For those in Europe this was the ruling that provided the right to an abortion.

----------


## Ironman

It just pushed it back to the States to decide.   Not all 50 states allowed abortion before the decision was made.

----------


## Otherside

What worries me, is that whilst those in banned states who want an abortion will likely either travel to legal states (such as California or Colarado)  or will head abroad. 

But that those who want the baby, but for whatever reason it all goes wrong, the pregnancy is no longer viable and it's at the point where you either terminate, or kill both mother and baby - will struggle at a time when it needs to be done quickly, because the doctors are afraid of being prosecuted. 

Is what we see happening in Europe in the countries where it is illegal (or was.) Those in illegal countries travel to legal countries for it. 

Ireland had a case a few years back, women who wanted the kid. Miscarried, but not completely. Irish constitution forbade abortion, so she died from sepsis.

Two such situations in Poland. One with a women with twins. Both twins ended up dying, but a week apart. Died from sepsis after carrying a dead foetus for a week. Similar circumstances for the second women. 

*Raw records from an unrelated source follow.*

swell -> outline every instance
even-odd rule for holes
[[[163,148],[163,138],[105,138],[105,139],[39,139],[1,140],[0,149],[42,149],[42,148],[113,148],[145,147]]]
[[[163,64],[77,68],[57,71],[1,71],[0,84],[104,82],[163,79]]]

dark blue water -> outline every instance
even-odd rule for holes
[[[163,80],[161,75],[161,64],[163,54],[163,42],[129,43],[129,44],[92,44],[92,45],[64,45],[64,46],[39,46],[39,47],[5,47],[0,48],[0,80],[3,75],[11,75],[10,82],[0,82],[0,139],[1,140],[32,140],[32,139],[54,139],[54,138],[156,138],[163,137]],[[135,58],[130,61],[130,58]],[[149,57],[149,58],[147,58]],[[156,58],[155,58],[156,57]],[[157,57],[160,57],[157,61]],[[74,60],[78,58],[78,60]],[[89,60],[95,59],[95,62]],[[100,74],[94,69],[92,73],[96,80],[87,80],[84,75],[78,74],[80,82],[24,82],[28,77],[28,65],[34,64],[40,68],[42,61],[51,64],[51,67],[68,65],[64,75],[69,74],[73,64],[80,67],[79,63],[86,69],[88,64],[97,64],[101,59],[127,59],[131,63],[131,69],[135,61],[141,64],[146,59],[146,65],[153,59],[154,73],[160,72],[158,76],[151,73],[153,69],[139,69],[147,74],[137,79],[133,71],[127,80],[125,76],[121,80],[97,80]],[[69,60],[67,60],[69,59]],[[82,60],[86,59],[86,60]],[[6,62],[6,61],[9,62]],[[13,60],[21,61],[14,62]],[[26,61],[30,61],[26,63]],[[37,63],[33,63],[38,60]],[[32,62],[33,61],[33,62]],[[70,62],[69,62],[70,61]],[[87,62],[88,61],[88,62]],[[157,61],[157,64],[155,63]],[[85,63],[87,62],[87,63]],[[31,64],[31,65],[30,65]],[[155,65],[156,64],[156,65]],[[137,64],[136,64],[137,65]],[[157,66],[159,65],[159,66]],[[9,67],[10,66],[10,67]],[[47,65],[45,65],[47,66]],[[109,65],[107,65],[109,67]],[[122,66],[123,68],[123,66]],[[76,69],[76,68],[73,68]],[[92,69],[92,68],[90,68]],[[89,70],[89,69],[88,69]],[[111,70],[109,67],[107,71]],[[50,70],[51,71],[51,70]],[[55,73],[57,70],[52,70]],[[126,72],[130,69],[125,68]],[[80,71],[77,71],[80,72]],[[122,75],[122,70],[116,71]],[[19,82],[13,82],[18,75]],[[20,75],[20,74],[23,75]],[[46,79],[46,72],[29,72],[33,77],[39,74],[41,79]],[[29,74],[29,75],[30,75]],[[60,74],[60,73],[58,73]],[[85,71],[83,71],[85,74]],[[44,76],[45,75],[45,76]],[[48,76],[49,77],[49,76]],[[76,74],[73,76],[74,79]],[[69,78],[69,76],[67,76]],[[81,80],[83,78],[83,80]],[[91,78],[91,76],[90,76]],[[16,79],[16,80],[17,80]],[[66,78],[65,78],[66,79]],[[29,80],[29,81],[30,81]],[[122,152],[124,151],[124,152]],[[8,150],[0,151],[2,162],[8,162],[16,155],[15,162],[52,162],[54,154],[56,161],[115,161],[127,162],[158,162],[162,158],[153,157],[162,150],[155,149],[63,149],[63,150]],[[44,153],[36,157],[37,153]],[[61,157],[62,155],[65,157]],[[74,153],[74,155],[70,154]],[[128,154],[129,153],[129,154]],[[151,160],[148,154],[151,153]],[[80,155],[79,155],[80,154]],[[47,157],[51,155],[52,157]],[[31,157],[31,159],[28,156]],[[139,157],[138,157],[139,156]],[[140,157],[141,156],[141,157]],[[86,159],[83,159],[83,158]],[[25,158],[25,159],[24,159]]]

More recently, American tourist celebrating her pregnancy with a holiday in Malta, country where it is illegal. Placenta ruptured. Was told in Malta, there is zero chance of the foetus surviving but can't do anything. Thankfully was able to get an airlift to Spain.

Lot of these cases, would have been legal in those countries, but, was the fesr of imprisonment that prevented it - so I seriously hope we are not going to see horror stories like that coming out of the US.

----------


## Ironman

> What worries me, is that whilst those in banned states who want an abortion will likely either travel to legal states (such as California or Colarado)  or will head abroad. 
> 
> But that those who want the baby, but for whatever reason it all goes wrong, the pregnancy is no longer viable and it's at the point where you either terminate, or kill both mother and baby - will struggle at a time when it needs to be done quickly, because the doctors are afraid of being prosecuted. 
> 
> Is what we see happening in Europe in the countries where it is illegal (or was.) Those in illegal countries travel to legal countries for it. 
> 
> Ireland had a case a few years back, women who wanted the kid. Miscarried, but not completely. Irish constitution forbade abortion, so she died from sepsis.
> 
> Two such situations in Poland. One with a women with twins. Both twins ended up dying, but a week apart. Died from sepsis after carrying a dead foetus for a week. Similar circumstances for the second women. 
> ...



There is going to be a lot of consideration put into this issue among the States.  If it had not been put up to the Supreme Court, a lot of this would ahve already been worked out.

I can see a case where if there is a severe issue with the pregnancy in a banned state.  They could treat it like a bank wire transaction - get multiple viewpoints and clear reasoning, under penalty of perjury, as to what has happened.  That would exonerate a doctor, but the mother would have to work this out - like a living will, too.

The issue with the US is that people don't understand our Government system anymore - they are freaking out as if it has been banned in all 50 states, like a privilege has been taken away - and most would never use it.  That's really a longshot - and it would now be left up to the voters in each state anyway.  

On the flip side, I would like to know if any lady out there would have 12 abortions.  I'd like to have her head examined.

----------